The research is reported in an article entitled, “Intercalation Pathway in Many-Particle LiFePO4 Electrode Revealed by Nanoscale State-of-Charge Mapping” in the journalNano Letters, 2013, 13 (3), pp 866-872. Authors include Sandia physicist Farid El Gabaly and William Chueh of Stanford University.

LFP, a natural mineral of the olivine family, is one of the newer materials being used in lithium-ion batteries and is known to be safer and longer-lasting than the lithium cobalt oxide (LiCoO2) compound used in smart phones, laptops and other consumer electronics.

While LFP material is intriguing to researchers and battery manufacturers for those reasons, the process by which lithium ions move in and out of LFP as the battery stores and releases its energy is not well understood. This has proven to be a barrier to the material’s widespread adoption.

Cathode materials like LFP are critical in the search for higher-capacity, long-life, lithium-ion batteries for applications where batteries can’t be replaced as easily or as often as they are in consumer electronics. Larger applications where lithium cobalt oxide cells eventually could be replaced by LFP batteries include electric vehicles and aircraft.

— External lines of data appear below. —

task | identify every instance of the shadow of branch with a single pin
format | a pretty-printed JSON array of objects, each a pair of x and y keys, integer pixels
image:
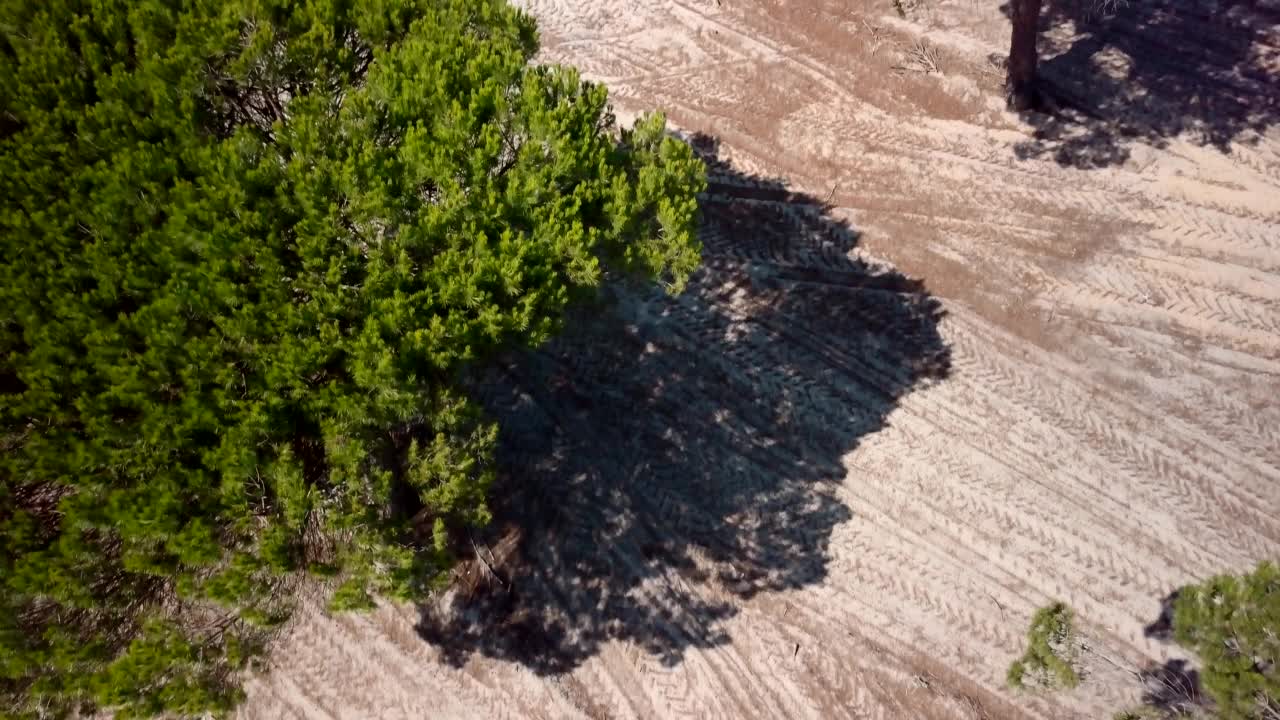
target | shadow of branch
[{"x": 1147, "y": 71}]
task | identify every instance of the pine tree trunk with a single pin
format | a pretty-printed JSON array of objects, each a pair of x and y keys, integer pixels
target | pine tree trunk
[{"x": 1020, "y": 82}]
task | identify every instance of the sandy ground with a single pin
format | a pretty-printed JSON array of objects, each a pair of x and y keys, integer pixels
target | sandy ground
[{"x": 945, "y": 364}]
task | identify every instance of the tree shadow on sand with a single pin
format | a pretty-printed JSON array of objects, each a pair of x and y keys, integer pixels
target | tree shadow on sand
[
  {"x": 1171, "y": 688},
  {"x": 1147, "y": 71},
  {"x": 667, "y": 459}
]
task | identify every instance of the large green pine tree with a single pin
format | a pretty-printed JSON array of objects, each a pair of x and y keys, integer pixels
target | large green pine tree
[
  {"x": 1233, "y": 624},
  {"x": 250, "y": 250}
]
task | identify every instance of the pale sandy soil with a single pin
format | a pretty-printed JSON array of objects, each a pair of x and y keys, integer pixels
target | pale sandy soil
[{"x": 813, "y": 488}]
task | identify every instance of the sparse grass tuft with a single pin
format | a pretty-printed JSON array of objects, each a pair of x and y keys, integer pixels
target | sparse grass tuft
[{"x": 1051, "y": 648}]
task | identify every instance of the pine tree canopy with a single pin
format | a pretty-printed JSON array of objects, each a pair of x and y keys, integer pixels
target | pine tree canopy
[
  {"x": 250, "y": 249},
  {"x": 1233, "y": 624}
]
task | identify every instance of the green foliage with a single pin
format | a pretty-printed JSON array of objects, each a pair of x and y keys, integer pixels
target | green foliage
[
  {"x": 251, "y": 249},
  {"x": 1051, "y": 648},
  {"x": 1233, "y": 624}
]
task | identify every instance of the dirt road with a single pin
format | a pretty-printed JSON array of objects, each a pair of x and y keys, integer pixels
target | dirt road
[{"x": 945, "y": 364}]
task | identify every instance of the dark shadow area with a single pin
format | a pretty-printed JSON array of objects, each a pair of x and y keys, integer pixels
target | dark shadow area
[
  {"x": 1146, "y": 71},
  {"x": 1171, "y": 689},
  {"x": 1162, "y": 627},
  {"x": 668, "y": 458}
]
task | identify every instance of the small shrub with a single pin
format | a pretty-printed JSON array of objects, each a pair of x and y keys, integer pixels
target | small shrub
[{"x": 1050, "y": 651}]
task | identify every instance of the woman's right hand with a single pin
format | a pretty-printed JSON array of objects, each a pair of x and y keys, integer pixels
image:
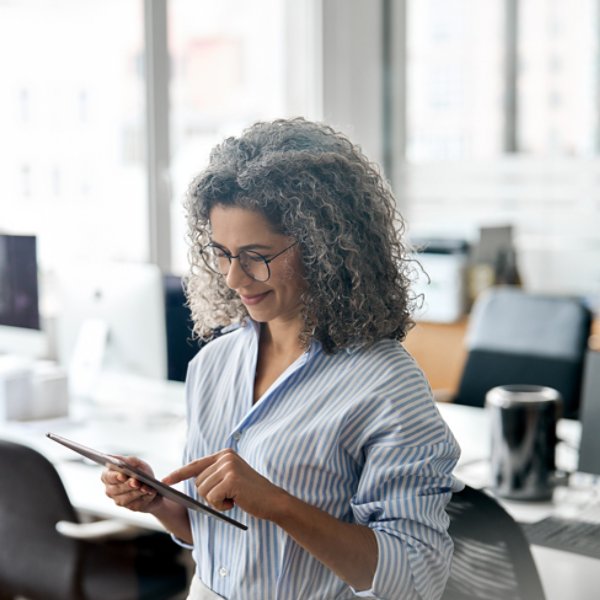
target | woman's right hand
[{"x": 129, "y": 492}]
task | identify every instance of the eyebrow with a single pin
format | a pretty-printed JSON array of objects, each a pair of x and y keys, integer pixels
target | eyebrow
[{"x": 246, "y": 247}]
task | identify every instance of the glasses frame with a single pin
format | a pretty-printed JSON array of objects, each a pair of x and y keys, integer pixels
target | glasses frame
[{"x": 230, "y": 257}]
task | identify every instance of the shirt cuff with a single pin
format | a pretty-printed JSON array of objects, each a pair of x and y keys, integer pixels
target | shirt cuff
[{"x": 181, "y": 543}]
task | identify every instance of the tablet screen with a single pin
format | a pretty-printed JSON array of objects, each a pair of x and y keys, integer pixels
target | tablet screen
[{"x": 167, "y": 491}]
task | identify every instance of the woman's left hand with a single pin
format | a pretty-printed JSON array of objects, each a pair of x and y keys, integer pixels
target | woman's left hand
[{"x": 224, "y": 479}]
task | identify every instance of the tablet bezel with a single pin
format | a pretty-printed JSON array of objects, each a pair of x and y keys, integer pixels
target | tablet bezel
[{"x": 113, "y": 462}]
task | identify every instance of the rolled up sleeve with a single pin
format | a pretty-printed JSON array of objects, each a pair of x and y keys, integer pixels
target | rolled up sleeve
[{"x": 402, "y": 497}]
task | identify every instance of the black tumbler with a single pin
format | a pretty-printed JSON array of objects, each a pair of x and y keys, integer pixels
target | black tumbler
[{"x": 523, "y": 440}]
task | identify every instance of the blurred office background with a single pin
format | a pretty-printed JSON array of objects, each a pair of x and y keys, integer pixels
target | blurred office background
[{"x": 482, "y": 113}]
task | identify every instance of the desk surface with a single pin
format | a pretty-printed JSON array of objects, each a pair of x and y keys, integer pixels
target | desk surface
[{"x": 130, "y": 419}]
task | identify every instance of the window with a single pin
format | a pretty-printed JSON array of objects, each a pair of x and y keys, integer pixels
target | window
[
  {"x": 72, "y": 122},
  {"x": 233, "y": 63}
]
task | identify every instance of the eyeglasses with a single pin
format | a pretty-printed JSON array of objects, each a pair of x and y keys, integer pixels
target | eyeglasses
[{"x": 255, "y": 265}]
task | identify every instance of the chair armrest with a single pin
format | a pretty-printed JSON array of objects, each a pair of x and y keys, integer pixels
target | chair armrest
[{"x": 97, "y": 531}]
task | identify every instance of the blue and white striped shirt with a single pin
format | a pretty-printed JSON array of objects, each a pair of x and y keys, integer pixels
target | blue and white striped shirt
[{"x": 356, "y": 434}]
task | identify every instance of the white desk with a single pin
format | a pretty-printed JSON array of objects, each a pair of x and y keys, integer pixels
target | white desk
[
  {"x": 147, "y": 419},
  {"x": 129, "y": 416}
]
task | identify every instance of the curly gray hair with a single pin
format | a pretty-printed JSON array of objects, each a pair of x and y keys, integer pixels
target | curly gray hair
[{"x": 314, "y": 185}]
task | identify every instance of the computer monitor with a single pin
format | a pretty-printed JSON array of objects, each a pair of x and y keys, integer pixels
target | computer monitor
[
  {"x": 589, "y": 446},
  {"x": 111, "y": 317},
  {"x": 20, "y": 324}
]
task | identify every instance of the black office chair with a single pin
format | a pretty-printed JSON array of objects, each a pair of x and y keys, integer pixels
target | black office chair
[
  {"x": 39, "y": 563},
  {"x": 492, "y": 559},
  {"x": 516, "y": 337}
]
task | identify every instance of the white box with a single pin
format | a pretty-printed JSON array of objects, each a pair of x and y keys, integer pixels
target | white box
[{"x": 32, "y": 390}]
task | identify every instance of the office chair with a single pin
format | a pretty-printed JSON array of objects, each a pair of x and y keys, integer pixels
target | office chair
[
  {"x": 492, "y": 559},
  {"x": 515, "y": 337},
  {"x": 39, "y": 563}
]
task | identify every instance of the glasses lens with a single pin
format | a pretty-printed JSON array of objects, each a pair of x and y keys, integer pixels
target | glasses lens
[{"x": 254, "y": 265}]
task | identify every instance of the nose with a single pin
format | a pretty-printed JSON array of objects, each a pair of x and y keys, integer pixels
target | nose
[{"x": 236, "y": 275}]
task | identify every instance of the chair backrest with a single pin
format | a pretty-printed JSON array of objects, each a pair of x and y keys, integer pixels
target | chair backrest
[
  {"x": 492, "y": 559},
  {"x": 35, "y": 560},
  {"x": 515, "y": 337}
]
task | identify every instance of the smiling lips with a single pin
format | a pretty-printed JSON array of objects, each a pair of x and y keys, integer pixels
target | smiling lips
[{"x": 253, "y": 300}]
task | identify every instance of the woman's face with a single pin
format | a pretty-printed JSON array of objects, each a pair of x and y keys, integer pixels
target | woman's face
[{"x": 277, "y": 299}]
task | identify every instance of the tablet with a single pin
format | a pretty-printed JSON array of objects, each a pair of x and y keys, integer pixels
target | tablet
[{"x": 163, "y": 489}]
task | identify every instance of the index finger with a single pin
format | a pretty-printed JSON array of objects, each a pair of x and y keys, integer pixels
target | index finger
[{"x": 192, "y": 469}]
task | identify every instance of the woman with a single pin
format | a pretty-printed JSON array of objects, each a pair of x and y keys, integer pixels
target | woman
[{"x": 307, "y": 420}]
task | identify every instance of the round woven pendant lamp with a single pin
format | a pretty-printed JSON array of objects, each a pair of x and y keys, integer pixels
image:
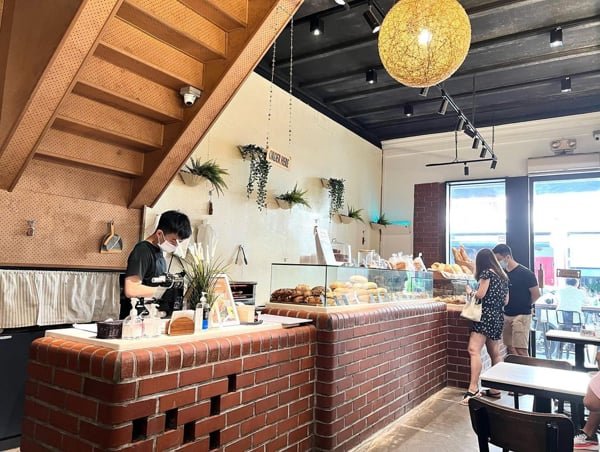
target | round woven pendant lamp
[{"x": 423, "y": 42}]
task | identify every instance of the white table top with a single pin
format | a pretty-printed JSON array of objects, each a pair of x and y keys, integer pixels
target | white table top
[
  {"x": 540, "y": 378},
  {"x": 571, "y": 336}
]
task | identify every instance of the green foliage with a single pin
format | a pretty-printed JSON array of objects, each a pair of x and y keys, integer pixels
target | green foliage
[
  {"x": 259, "y": 172},
  {"x": 355, "y": 213},
  {"x": 211, "y": 171},
  {"x": 383, "y": 220},
  {"x": 336, "y": 195},
  {"x": 295, "y": 196}
]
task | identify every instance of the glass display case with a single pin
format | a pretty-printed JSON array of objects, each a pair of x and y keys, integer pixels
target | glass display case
[{"x": 324, "y": 285}]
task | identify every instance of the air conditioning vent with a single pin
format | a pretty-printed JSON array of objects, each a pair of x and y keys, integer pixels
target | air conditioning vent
[{"x": 573, "y": 163}]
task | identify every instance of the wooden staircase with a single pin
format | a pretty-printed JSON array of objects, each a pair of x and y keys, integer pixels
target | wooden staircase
[{"x": 94, "y": 85}]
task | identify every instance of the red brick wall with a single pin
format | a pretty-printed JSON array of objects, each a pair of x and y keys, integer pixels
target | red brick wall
[
  {"x": 429, "y": 222},
  {"x": 373, "y": 367},
  {"x": 250, "y": 392}
]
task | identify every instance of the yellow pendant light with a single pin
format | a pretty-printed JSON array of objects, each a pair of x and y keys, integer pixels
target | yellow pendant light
[{"x": 423, "y": 42}]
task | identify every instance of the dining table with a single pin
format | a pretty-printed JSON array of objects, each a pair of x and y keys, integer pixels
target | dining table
[
  {"x": 543, "y": 382},
  {"x": 580, "y": 341}
]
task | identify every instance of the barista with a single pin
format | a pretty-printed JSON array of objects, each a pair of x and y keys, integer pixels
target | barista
[{"x": 147, "y": 260}]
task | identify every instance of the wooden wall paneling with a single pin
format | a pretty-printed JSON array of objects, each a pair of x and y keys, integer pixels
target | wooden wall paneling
[
  {"x": 113, "y": 85},
  {"x": 58, "y": 80},
  {"x": 92, "y": 118},
  {"x": 29, "y": 35},
  {"x": 127, "y": 46},
  {"x": 68, "y": 231},
  {"x": 75, "y": 149},
  {"x": 227, "y": 14},
  {"x": 175, "y": 24},
  {"x": 147, "y": 190}
]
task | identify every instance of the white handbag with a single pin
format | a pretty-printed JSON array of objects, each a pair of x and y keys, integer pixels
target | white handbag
[{"x": 472, "y": 310}]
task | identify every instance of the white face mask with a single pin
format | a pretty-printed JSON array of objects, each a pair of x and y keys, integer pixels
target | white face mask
[{"x": 167, "y": 246}]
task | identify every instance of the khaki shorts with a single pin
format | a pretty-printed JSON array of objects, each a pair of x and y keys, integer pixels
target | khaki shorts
[{"x": 516, "y": 331}]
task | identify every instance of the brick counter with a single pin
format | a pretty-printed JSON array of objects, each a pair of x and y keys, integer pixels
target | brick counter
[
  {"x": 373, "y": 366},
  {"x": 246, "y": 392}
]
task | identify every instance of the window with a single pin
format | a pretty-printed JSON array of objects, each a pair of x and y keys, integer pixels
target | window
[{"x": 476, "y": 216}]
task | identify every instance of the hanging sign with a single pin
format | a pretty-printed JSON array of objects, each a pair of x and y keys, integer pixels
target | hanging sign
[{"x": 278, "y": 159}]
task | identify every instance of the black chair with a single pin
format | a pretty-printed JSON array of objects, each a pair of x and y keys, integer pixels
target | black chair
[
  {"x": 540, "y": 404},
  {"x": 518, "y": 430}
]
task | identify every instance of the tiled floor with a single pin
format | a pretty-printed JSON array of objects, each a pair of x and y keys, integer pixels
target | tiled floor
[{"x": 439, "y": 424}]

Popcorn-like particle movements seen via microscopy technique

By observing complete battery cross-sections, the researchers have provided key insights on a controversy over the process that limits the battery charging and discharging rates.

Previous attempts to optimize the charging/discharging speed have included coating the particles to increase their electrical conductivity and reducing particle size to speed up their transformation, but have overlooked the initiation process that may well be the critical rate-limiting step in the way that lithium moves from a particle’s exterior to its interior.